Я опустился на колени и принялся обшаривать его карманы, стараясь не слишком нарушить положение его тела. В карманах была серебряная мелочь, несколько мелких купюр, ключи в узорном кожаном кошельке, обычный бумажник с обычным окошечком для водительских прав и обычными, засунутыми под права страховыми карточками. Денег в бумажнике не было. Интересно, почему они не потрудились обыскать его как следует? Наверное, увидели фары и ударились в панику. Иначе они вытащили бы все, даже подкладку от пальто оторвали бы. Я рассматривал в луче ее фонарика кучу мелочей: два тонких носовых платка, хрустящих и белых, как сухой снег, полдюжины бумажных спичечных книжечек из шикарных ночных заведений, массивный серебряный портсигар, тяжелый, как кирпич, и полный его импортных сигарет с монограммой; еще один портсигар – китайский шелк на черепаховой рамке, с каждой стороны вышит извивающийся дракон. Я открыл его; внутри, прижатые резинкой, лежали три длинные папиросы – русские, с полым мундштуком. Я вытащил одну. На ощупь она была сухая и очень старая.
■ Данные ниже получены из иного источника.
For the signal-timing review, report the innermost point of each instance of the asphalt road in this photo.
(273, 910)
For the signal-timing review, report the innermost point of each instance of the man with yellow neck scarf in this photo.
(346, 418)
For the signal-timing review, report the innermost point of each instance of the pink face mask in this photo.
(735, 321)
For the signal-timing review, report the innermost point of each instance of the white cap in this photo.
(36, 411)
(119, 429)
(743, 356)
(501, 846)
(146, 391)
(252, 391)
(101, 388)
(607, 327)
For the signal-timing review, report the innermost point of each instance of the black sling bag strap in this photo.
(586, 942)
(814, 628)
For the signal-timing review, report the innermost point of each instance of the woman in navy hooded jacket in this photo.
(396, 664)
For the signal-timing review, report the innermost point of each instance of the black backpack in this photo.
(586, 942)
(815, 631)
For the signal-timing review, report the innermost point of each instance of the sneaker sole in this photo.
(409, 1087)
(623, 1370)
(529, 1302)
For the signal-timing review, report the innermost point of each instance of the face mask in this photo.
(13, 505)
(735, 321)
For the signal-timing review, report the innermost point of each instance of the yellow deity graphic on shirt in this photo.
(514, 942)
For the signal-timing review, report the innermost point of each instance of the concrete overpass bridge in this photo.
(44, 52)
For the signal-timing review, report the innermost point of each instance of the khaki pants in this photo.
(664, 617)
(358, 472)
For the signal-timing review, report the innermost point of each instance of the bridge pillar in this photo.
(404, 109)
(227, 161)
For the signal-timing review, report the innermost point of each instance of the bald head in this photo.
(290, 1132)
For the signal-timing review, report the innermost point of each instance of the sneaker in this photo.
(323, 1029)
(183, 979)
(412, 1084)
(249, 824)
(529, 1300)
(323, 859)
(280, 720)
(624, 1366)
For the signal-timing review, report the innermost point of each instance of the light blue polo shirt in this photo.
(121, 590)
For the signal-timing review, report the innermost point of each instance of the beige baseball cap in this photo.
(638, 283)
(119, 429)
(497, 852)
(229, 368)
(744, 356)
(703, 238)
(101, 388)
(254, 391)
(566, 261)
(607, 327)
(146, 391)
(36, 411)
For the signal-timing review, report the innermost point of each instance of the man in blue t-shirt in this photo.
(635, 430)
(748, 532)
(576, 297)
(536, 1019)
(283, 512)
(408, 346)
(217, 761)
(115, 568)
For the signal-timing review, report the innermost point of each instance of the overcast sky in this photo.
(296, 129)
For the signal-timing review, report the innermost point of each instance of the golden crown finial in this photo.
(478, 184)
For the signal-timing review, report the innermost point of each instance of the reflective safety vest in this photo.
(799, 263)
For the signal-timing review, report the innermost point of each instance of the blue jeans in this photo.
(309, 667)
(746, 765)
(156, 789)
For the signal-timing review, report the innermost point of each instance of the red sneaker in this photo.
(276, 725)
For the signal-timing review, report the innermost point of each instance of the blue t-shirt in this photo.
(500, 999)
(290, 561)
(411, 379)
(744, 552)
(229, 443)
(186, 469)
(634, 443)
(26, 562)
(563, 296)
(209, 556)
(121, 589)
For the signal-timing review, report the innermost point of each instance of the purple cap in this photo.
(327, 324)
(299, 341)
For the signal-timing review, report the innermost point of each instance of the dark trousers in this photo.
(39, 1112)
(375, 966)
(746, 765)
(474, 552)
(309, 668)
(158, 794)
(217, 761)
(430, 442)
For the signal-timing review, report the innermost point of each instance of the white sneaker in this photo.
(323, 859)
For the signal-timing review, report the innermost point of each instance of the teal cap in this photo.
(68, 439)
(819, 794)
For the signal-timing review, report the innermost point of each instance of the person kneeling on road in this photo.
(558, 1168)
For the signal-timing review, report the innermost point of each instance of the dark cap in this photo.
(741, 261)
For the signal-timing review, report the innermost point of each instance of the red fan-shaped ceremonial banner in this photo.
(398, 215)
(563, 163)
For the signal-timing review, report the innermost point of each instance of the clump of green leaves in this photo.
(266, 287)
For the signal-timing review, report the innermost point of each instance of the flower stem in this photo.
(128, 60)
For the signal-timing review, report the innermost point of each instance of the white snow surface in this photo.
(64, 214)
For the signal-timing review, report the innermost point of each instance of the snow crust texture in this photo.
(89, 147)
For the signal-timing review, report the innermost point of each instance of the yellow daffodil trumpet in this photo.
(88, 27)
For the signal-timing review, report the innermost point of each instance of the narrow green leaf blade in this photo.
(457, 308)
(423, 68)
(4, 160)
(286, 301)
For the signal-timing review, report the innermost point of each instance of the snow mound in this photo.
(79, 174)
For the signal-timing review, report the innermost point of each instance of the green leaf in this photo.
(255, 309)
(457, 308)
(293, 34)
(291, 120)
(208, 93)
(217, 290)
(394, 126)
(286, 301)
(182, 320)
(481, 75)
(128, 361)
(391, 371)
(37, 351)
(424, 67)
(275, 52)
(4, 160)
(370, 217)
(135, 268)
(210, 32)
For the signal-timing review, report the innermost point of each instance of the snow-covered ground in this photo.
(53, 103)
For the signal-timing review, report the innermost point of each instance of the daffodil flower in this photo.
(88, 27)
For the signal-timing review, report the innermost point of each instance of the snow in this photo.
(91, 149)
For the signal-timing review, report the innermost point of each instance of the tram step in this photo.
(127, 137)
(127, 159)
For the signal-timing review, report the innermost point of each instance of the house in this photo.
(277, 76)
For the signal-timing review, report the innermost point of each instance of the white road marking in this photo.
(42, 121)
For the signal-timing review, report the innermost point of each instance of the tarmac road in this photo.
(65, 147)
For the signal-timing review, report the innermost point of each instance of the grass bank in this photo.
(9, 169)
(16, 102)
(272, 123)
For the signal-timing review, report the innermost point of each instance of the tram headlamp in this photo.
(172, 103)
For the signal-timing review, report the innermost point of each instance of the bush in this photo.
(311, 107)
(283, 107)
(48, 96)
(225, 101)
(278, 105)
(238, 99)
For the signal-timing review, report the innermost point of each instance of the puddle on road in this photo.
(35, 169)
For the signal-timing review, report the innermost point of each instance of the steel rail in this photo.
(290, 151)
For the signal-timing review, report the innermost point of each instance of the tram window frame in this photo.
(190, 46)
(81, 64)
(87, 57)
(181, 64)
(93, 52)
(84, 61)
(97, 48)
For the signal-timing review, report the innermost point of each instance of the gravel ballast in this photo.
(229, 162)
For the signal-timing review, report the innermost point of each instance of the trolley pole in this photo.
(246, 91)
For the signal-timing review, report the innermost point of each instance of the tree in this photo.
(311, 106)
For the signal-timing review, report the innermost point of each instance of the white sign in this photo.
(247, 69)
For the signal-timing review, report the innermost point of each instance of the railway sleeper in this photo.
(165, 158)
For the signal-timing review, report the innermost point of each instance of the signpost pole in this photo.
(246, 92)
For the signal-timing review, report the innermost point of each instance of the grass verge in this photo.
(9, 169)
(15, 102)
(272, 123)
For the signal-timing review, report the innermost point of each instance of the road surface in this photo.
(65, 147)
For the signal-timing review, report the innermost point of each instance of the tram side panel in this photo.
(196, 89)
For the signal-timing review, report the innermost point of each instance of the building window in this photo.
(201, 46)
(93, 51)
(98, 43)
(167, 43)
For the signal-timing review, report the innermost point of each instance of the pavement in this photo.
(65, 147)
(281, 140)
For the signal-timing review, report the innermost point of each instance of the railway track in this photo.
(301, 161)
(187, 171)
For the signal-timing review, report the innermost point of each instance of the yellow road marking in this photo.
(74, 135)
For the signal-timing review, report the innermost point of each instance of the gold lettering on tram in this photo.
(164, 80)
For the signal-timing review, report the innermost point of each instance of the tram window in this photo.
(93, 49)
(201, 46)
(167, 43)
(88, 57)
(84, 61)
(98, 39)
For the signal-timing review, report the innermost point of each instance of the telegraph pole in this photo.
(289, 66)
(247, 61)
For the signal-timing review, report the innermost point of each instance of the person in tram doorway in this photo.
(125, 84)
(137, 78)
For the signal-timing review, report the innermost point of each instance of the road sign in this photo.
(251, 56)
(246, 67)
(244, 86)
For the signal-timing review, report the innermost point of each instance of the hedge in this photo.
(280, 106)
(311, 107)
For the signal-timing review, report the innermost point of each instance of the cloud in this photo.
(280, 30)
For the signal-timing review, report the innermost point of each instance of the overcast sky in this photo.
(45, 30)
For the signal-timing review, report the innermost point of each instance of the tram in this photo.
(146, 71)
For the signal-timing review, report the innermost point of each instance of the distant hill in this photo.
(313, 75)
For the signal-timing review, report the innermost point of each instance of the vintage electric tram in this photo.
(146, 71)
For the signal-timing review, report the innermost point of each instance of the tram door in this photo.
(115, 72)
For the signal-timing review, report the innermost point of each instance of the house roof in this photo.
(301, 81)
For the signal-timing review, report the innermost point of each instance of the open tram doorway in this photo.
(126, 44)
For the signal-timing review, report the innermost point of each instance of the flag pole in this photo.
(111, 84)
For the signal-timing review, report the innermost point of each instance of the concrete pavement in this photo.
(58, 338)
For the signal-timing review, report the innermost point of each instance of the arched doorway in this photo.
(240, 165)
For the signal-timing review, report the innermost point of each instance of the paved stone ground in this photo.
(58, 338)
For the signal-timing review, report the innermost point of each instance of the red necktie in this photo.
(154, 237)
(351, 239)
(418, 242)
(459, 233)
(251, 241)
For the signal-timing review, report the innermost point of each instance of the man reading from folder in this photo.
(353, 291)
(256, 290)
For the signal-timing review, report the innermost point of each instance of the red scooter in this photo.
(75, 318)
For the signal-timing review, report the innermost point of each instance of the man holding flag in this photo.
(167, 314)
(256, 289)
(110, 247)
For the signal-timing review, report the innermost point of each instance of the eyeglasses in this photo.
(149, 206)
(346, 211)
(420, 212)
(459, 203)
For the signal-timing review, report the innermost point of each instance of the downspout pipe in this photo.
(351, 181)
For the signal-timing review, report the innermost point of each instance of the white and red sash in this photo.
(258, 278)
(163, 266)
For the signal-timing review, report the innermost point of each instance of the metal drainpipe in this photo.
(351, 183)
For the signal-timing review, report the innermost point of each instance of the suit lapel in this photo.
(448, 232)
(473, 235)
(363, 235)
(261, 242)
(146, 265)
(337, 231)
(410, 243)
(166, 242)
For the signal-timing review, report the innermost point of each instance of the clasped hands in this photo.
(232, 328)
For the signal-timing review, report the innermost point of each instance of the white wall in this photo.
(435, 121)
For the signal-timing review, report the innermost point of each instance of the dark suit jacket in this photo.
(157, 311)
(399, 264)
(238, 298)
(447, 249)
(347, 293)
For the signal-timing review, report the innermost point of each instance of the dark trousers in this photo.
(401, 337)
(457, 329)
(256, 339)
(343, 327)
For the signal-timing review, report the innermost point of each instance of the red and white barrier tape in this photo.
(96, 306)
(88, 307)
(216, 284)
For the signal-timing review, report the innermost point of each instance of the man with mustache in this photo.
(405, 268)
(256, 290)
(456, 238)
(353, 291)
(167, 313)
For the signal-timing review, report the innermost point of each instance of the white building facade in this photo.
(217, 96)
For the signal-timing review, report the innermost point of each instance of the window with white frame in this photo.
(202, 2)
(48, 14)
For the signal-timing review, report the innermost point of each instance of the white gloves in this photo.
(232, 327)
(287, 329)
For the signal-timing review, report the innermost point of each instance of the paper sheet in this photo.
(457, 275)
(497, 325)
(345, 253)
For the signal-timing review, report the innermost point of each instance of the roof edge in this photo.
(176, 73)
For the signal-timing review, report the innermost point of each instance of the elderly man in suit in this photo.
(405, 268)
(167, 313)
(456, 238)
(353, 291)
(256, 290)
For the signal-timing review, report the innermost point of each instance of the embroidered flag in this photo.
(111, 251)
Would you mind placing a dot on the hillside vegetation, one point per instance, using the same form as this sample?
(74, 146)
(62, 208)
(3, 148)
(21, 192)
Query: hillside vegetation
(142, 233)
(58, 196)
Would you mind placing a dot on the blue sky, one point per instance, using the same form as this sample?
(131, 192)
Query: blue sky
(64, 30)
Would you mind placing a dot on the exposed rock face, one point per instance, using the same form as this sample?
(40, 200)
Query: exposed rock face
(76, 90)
– Может быть, для леди, – сказал я. – Сам-то он курил другие.

– А может, это вроде талисмана, – дыша мне сзади в шею, произнесла девушка. – Я знала одного парня, который курил такие же. Можно взглянуть?

Я протянул ей портсигар, и она светила на него фонариком, пока я сердито не крикнул ей, чтобы светила вниз. Впрочем, ничего интересного я больше не нашел. Захлопнув портсигар, она вернула его мне, и я сунул его Полу в нагрудный карман.

– Все, – сказал я. – Спасибо. Тот, кто его пристукнул, не убрал за собой, потому что боялся оставаться на месте.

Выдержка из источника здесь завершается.